L'outrilien s'agite sur son dossier, plisse ses yeux fatigués sur les divers écrans qui lui font face, tout en balançant sa queue écailleuse de droite à gauche lentement, le bout de celle-ci venant racler le sol glacial, en harmonie avec la sonorité naturelle, pure, qui règne dans le lieu. Il claque sa langue fourchue entre ses dents acérés, des cernes sous les yeux, satisfait de son travail semble-t-il, sa journée de labeur étant sur le point de s'achever pour lui.
  • C'est bon ! Celui-là est prêt Xana, dit-il. Le technicien en blouse blanche, taché jusqu'à la fin des temps du fait de ce liquide verdâtre qu'il côtoie tout les jours, reporte son attention sur la cuve qui se trouve à portée de main, une silhouette inerte se dessinant à l'intérieur.
  • Bien professeur, j'entame la procédure d'éveil et déverrouille le système de sécurité, répond l'intelligence artificielle d'une voix féminine monotone et sans vie.
Le reptile attarde son regard sur les centaines de cuves verdâtres où autant de corps germent lentement, côte à côte depuis des millénaires dans l'attente d'un réveil prochain ou d'un ADN adéquat, autant de travail aux yeux du technicien.
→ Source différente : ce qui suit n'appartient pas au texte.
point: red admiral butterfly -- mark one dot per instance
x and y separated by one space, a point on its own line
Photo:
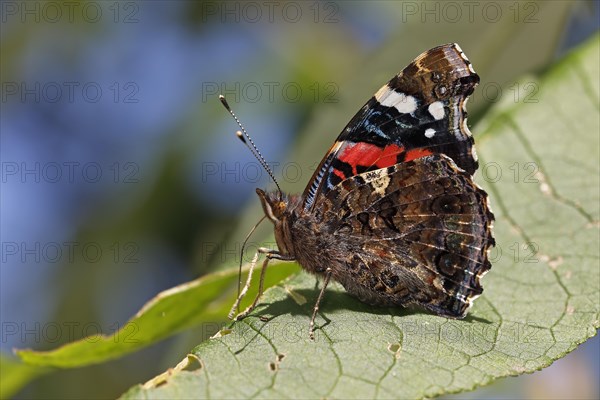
392 212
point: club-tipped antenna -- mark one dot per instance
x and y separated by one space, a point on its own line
243 135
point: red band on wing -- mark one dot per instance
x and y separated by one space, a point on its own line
367 155
417 153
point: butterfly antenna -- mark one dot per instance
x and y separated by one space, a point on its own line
242 256
243 135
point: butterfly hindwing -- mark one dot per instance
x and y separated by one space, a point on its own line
420 112
428 228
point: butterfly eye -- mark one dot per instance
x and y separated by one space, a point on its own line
281 207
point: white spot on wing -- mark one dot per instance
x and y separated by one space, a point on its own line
390 98
436 110
379 180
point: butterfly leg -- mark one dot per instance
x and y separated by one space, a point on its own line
311 326
247 285
270 254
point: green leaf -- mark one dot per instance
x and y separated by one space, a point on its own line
15 375
206 299
540 299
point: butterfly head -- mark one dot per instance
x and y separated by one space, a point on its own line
273 204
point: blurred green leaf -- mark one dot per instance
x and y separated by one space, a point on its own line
205 299
16 374
540 299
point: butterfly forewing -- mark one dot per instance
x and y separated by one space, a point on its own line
419 112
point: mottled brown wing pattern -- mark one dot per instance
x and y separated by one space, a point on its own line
424 229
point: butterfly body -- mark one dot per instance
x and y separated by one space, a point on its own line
392 212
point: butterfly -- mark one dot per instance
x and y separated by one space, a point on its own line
392 211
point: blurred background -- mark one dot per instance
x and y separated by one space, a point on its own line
121 174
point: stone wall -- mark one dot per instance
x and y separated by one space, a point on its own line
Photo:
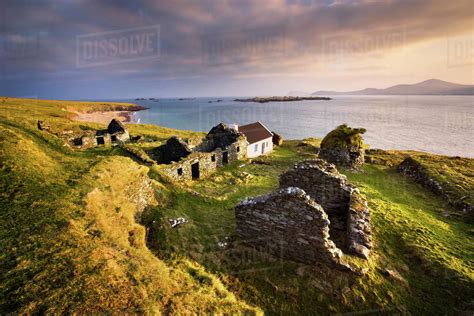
324 184
346 214
206 155
287 223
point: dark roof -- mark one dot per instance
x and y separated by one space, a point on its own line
255 132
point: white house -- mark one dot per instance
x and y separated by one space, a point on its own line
259 139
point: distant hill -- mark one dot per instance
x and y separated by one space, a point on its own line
428 87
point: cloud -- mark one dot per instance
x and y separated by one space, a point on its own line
227 37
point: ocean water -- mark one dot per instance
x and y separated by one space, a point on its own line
437 124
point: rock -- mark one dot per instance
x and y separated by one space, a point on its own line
394 275
43 126
277 139
346 208
276 223
344 146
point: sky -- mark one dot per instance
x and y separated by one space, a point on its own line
89 49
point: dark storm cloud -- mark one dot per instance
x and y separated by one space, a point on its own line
38 38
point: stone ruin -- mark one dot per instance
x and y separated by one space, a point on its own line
194 160
115 133
315 216
344 146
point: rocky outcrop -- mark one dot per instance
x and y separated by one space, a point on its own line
282 99
344 147
289 224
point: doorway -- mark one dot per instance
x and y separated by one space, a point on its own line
195 170
225 157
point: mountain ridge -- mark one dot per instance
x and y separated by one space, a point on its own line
427 87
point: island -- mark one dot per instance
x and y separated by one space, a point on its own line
281 99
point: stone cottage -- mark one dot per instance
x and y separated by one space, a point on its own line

Il détourne son attention pour suivre la barre d'évolution de la procédure sur son écran numérique pianotant à nouveau pour son journal de bord, alors que dans un même temps, les miracles de la technologie s'affairent sur le corps endormi, aux muscles atrophiés, flottant dans un liquide en ébullition. Les bulles d'air se font plus nombreuses tandis que le niveau du liquide s'abaisse peu à peu, les câbles reliant le puissant ordinateur au cerveau de l'être humain finissent de transférer les dernières données basiques envoyés par l'intelligence artificielle. L'œuvre de l'outrilien et de son ordinateur qui ont fait évoluer cet être, comme des milliers d'autres avant lui du stade de fœtus à celui d'individu d'âge mur, s'agite. L'humain commence à tourner soudainement la tête en tous sens périodiquement, les câbles se détachent tout aussi rapidement et se rétracte, laissant le corps baigner encore quelques instants dans ce qu'il a toujours connu.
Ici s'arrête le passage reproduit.